The invention also covers, as products, the software elements described, made available under any "medium" (support) readable by computer. The term "computer readable medium" includes data storage media, magnetic, optical and / or electronic, as well as a medium or transmission vehicle, such as an analog or digital signal.

ANNEX A

SECTION 1

SECTION 2 APPENDIX A (continued)

SECTION 2 (cont'd)

SECTION 3

Claims

claims

A computer data storage tool comprising a correspondence module (40) connected to storage units (38), said correspondence module (40) being arranged to determine a correspondence between virtual addresses and physical addresses on the units storage, each virtual address being assigned to at least two storage addresses, characterized in that the correspondence module maintains a first table comprising data for identification of failed storage units, as well as a second table comprising virtual address block modification data, the computer tool further comprising a recovery unit (406) arranged, upon recovery of a failed storage unit, to update the storage addresses of that storage unit; storage by calling the matching module with virtual addresses from the second table, based on data from the first able.

2. Computer tool according to claim 1, characterized in that the correspondence module is arranged, during a failure of a storage unit, for storing in the first table an index for this storage unit, said index being defined to indicate the posteriority of this failure compared to the failures already indicated in the first table.

3. Computer tool according to claim 2, characterized in that the correspondence module is arranged, at the modification of a virtual address, to store in the second table an index for the block of virtual addresses to which this address belongs, said index being defined to indicate the posteriority with respect to the most recent failure indicated in the first table.

4. Computer tool according to claim 3, characterized in that the cover unit is arranged, at the recovery of a storage unit, for update the storage addresses of this storage unit that correspond in the correspondence module to virtual addresses that belong to virtual address blocks whose index in the second table indicates a posteriority with respect to the index of the storage unit restored to the first table.

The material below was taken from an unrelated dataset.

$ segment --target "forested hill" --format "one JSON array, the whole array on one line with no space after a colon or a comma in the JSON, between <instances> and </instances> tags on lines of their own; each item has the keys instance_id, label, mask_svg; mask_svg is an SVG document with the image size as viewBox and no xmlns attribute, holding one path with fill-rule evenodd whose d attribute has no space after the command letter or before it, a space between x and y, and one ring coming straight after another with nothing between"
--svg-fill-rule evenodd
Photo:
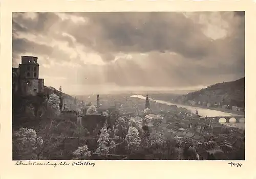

5. Computer tool according to one of the preceding claims, characterized in that the correspondence module is arranged, during a failure of a storage unit, for storing in the first table an index for this storage unit, said index being defined higher than the indices already defined in the first table.

6. Computer tool according to claim 5, characterized in that the correspondence module is arranged, at the modification of a virtual address, to store in the second table an index for the block of virtual addresses to which this address belongs, said index being defined equal to the maximum of the indices defined in the first table during the modification.

7. Computer tool according to claims 6, characterized in that the recovery unit is arranged, at the recovery of a storage unit, to update the storage addresses of this storage unit that correspond in the correspondence module. virtual addresses that belong to virtual address blocks whose index in the second table is greater than or equal to the index of the storage unit restored in the first table.

8. Computer tool according to claim 7, characterized in that the correspondence module is arranged, when the recovery unit has updated the storage addresses of a re-established storage unit, to update the first table by erasing the index corresponding to the reestablished storage unit, and to update the second table by defining the indices of the second table which are greater than the maximum of the indices defined in the first table updated as equal to this maximum.